Most analysts are bullish on the rental assets segment of the company. On the residential front, the company is struggling to improve its sales, with little traction in its core Gurgaon market. Sales there are down 70 per cent from the 2010 levels and near the financial crisis levels of 2008, say analysts at JPMorgan. The company has been able to do better than peers in this market due to some traction in luxury residential projects. These are expected to help it achieve its FY15 pre-sales target of Rs 3,000- 3,500 crore; DLF has achieved Rs 2,700 crore so far. For the nine months ending December 2014, consolidated revenue was Rs 5,695 crore (down 8.7 per cent year-on-year), while net profit came in at Rs 368 crore (down 13.6 per cent).
The response to the two new launches, a middle income project in New Gurgaon and the luxury residential project in Delhi, will decide the growth its residential segment can achieve. Given the slow offtake of its projects and full-fledged growth a few quarters away, the company is also looking at selling stakes in some of its projects in the near term.
Meanwhile, the promoters have deferred conversion of compulsory convertible preference shares (CCPS) into equity till March 2016 and reduced the dividend coupon rate to 0.01 per cent.
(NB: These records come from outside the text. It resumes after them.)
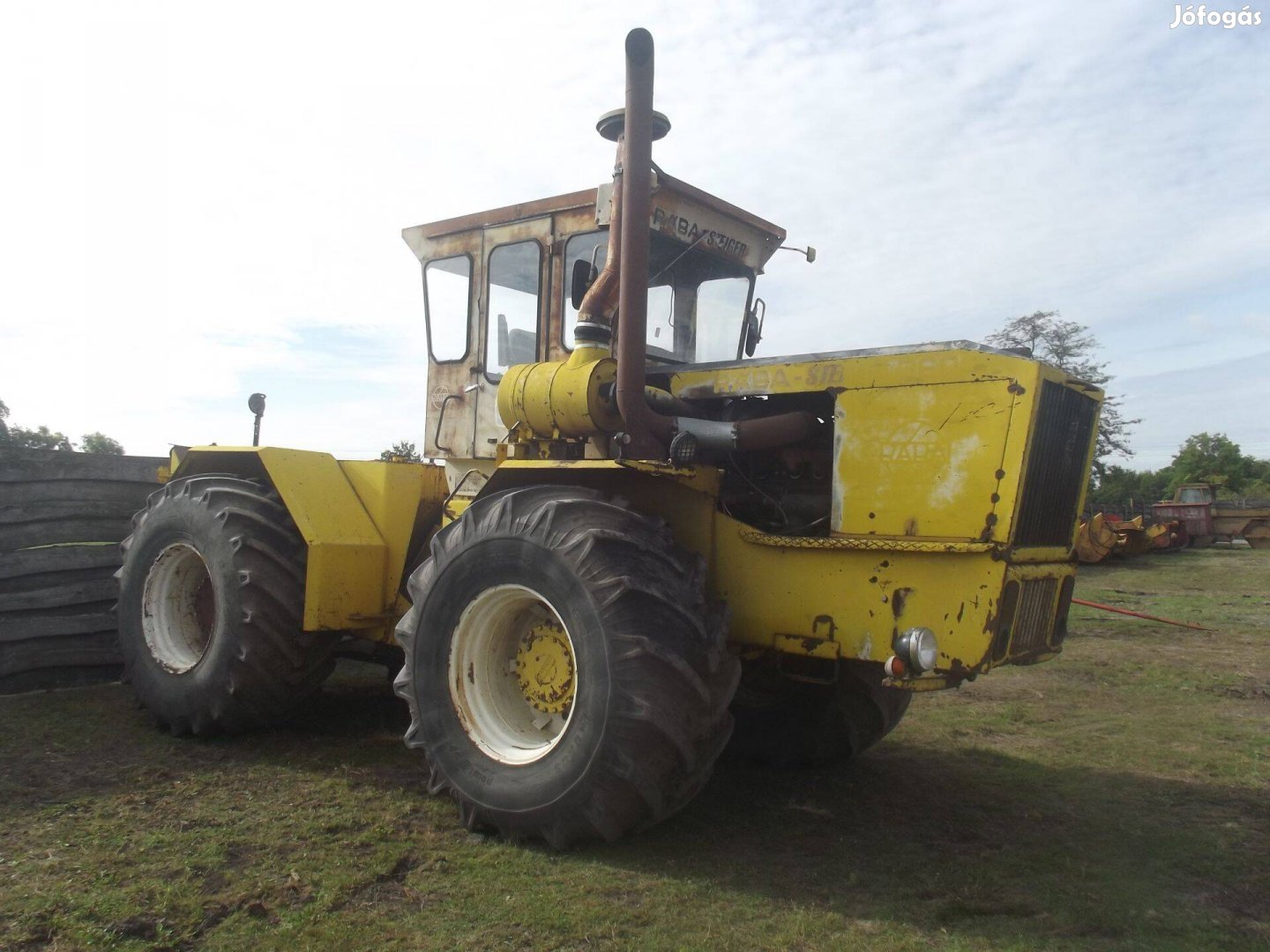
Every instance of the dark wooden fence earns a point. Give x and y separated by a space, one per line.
61 518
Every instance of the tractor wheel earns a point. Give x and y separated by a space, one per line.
211 605
798 724
565 677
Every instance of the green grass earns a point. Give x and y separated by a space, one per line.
1111 799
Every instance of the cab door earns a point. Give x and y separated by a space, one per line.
517 274
452 279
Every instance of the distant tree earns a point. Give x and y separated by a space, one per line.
101 443
1214 458
1070 346
41 438
401 452
1117 485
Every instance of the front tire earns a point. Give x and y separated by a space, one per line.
211 608
565 677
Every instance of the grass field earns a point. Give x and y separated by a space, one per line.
1116 798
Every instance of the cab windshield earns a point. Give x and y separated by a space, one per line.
696 301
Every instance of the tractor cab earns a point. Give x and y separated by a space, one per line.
503 288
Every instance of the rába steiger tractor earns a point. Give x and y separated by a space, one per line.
639 534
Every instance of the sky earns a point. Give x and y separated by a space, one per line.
205 201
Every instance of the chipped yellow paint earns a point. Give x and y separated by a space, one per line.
355 519
923 461
808 646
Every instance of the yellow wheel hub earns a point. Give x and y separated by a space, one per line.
544 666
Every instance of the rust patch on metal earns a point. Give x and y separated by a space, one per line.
900 598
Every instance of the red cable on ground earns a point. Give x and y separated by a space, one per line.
1139 614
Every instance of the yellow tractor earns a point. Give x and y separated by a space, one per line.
641 536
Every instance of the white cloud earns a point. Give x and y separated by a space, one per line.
201 204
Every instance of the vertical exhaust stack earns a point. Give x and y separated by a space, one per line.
648 433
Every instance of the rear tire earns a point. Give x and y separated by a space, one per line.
211 608
796 724
624 716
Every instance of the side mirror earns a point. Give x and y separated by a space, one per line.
755 325
583 277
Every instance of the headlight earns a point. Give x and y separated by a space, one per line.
917 649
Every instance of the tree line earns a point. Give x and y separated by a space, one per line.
1204 457
43 438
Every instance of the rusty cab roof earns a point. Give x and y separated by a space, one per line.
680 211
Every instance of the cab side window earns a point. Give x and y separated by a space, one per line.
447 296
511 334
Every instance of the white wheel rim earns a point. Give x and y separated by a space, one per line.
176 608
484 686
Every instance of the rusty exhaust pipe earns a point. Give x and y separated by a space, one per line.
648 433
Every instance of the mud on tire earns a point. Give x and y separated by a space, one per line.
211 607
653 678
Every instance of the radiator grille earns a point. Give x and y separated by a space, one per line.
1034 617
1056 471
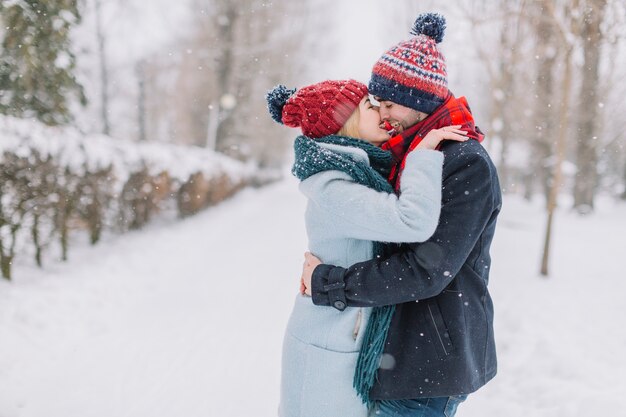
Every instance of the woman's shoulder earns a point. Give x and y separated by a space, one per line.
357 154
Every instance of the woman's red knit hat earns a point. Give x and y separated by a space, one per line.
319 109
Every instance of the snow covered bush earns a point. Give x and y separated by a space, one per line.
54 180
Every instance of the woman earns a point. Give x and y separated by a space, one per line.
350 208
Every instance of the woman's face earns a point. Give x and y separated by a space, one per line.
369 123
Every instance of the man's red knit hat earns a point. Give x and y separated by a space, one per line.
319 109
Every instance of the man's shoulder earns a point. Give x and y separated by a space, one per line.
470 153
454 149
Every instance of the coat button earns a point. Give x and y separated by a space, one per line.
339 305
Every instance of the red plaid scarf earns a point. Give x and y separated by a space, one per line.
454 111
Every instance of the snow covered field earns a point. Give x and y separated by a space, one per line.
186 318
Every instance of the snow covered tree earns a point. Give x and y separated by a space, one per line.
36 60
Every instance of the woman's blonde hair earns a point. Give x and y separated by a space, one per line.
351 126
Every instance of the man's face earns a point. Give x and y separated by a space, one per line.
399 116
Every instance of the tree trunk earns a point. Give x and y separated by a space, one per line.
544 109
587 126
227 24
560 156
104 75
36 240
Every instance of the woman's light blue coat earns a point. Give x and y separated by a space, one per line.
322 344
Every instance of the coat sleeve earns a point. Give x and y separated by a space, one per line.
359 212
423 270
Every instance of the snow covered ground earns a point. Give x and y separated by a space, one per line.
186 318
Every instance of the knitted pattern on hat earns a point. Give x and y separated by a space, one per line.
320 109
413 73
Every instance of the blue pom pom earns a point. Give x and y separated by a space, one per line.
276 99
432 25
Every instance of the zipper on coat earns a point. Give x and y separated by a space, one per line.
357 325
437 331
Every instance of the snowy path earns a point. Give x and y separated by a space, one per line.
187 319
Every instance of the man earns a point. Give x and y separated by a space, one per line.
440 344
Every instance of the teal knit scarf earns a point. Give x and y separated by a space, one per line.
311 158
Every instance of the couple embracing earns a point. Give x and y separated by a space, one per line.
393 317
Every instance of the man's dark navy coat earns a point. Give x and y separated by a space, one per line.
441 340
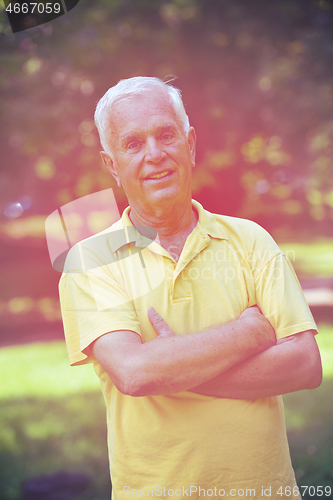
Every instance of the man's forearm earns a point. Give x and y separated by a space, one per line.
174 363
292 364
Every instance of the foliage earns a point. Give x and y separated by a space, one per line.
53 418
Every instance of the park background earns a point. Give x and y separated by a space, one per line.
257 82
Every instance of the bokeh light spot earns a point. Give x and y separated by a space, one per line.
87 87
32 66
13 210
44 168
265 83
20 305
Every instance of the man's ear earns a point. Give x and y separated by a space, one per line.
108 162
192 139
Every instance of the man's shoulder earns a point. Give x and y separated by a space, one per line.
243 235
95 250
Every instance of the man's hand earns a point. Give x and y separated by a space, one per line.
174 363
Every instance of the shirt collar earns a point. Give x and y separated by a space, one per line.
207 223
126 232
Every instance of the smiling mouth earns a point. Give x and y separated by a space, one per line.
159 176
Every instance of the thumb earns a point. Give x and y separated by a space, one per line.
160 326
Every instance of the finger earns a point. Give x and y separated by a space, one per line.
160 326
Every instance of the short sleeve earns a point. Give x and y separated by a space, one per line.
81 295
280 298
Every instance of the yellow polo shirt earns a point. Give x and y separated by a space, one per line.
185 444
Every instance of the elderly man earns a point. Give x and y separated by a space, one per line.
191 367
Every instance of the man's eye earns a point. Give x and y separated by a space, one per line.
167 137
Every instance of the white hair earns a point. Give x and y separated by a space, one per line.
135 86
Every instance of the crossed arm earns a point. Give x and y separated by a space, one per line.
240 359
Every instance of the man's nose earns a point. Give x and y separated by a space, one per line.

These were issued in 2009, when DLF had announced the merger of its subsidiary, DLF Cyber City Developers, with promoter firm Caraf Builders & Constructions, holding company of DLF Assets. DLF Cyber City Developers had issued CCPS worth Rs 1,597 crore. The company, given the nine per cent interest rate of these preference shares, will save about Rs 143 crore annually in interest costs on this count.